Don't worry, is Theodore's thrust. "In 48 hours you'll have more money than you'll know what to do with."

The strike that shut down major-league baseball in August -- alienating fans and exposing grave weaknesses in the way the industry behemoths operate -- was, if anything, a boost for the country's 227 minor-league teams. It brought them expanded coverage in big-city dailies and bonus exposure on radio and television, and helped them sell more tickets.

But neither that strike nor the four that preceded it were the cause of the growing popularity of the minor leagues. In fact, both the major-league squabbling and the minor-league boom are products of the same root cause: the fundamental change over the past two decades in the business of major-league baseball. Television rights, free agency, and talk of salary caps and revenue sharing have all created a very different marketplace for the major leagues. It's a change that has turned off many of the big-league game's primary customers -- the fans who come out to the ballpark, still the greatest single source of revenues for most teams -- and has sent them in search of alternatives.

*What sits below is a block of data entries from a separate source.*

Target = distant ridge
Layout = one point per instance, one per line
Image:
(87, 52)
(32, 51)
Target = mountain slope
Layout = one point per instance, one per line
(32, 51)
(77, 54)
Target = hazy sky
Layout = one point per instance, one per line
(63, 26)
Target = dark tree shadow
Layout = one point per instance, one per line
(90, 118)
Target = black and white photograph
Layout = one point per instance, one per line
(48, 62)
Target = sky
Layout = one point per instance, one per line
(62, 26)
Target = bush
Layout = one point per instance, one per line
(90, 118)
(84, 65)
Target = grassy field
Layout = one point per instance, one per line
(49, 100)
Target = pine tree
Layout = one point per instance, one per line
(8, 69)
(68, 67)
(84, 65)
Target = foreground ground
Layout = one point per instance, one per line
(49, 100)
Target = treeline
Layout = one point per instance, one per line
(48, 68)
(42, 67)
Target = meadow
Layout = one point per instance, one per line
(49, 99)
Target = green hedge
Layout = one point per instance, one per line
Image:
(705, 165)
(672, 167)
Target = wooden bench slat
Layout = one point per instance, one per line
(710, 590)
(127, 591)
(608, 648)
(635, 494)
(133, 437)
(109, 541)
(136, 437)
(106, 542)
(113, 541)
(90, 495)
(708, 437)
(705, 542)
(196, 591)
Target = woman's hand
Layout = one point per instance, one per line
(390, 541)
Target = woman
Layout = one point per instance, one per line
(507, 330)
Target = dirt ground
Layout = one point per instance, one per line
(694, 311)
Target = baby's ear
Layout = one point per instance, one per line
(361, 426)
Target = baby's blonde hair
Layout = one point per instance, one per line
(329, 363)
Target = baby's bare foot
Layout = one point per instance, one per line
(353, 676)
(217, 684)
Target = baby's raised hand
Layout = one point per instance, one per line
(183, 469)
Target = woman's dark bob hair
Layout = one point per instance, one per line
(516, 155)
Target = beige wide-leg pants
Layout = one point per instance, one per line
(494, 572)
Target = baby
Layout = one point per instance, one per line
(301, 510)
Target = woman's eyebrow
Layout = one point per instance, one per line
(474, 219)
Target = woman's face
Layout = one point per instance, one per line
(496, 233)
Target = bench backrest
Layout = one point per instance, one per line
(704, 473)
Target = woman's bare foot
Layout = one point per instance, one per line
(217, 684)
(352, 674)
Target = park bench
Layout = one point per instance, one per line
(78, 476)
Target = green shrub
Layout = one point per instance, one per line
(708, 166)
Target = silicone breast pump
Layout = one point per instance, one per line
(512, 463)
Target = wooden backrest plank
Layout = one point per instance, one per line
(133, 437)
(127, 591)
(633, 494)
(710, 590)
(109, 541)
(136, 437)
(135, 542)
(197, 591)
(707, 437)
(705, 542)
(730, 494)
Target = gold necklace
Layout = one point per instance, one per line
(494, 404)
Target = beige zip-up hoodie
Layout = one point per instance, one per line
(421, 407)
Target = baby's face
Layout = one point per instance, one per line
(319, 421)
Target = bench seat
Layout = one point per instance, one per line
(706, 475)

Minor-league attendance has been building without interruption, in and out of strikes, for the past decade -- from 17 million in 1984 to 32 million this past summer. Along the way, franchise values have risen stunningly. As recently as 15 years ago, some minor-league teams could be had for little more than a willingness to take on existing debt. Today prices range from $500,000 for a short-season rookie club to more than $10 million for a top class-AAA franchise.

Major-league baseball has been eyeing those developments with growing interest. The latest player-development contract, the document that governs relations between big-league clubs and their minor-league affiliates, was signed in 1991. In it, the majors took the first steps toward turning a research-and-development expense into a new source of revenues. They won a 5% cut of the minors' ticket sales, folded minor-league merchandisers into major-league baseball's group licensing operation, and set strict new standards for facilities that have meant higher operating costs for minor-league owners. "The minors caved in completely because no one was willing to say, 'We'll take a walk," says Miles Wolff, part owner of North Carolina's Burlington Indians and an opposition ringleader.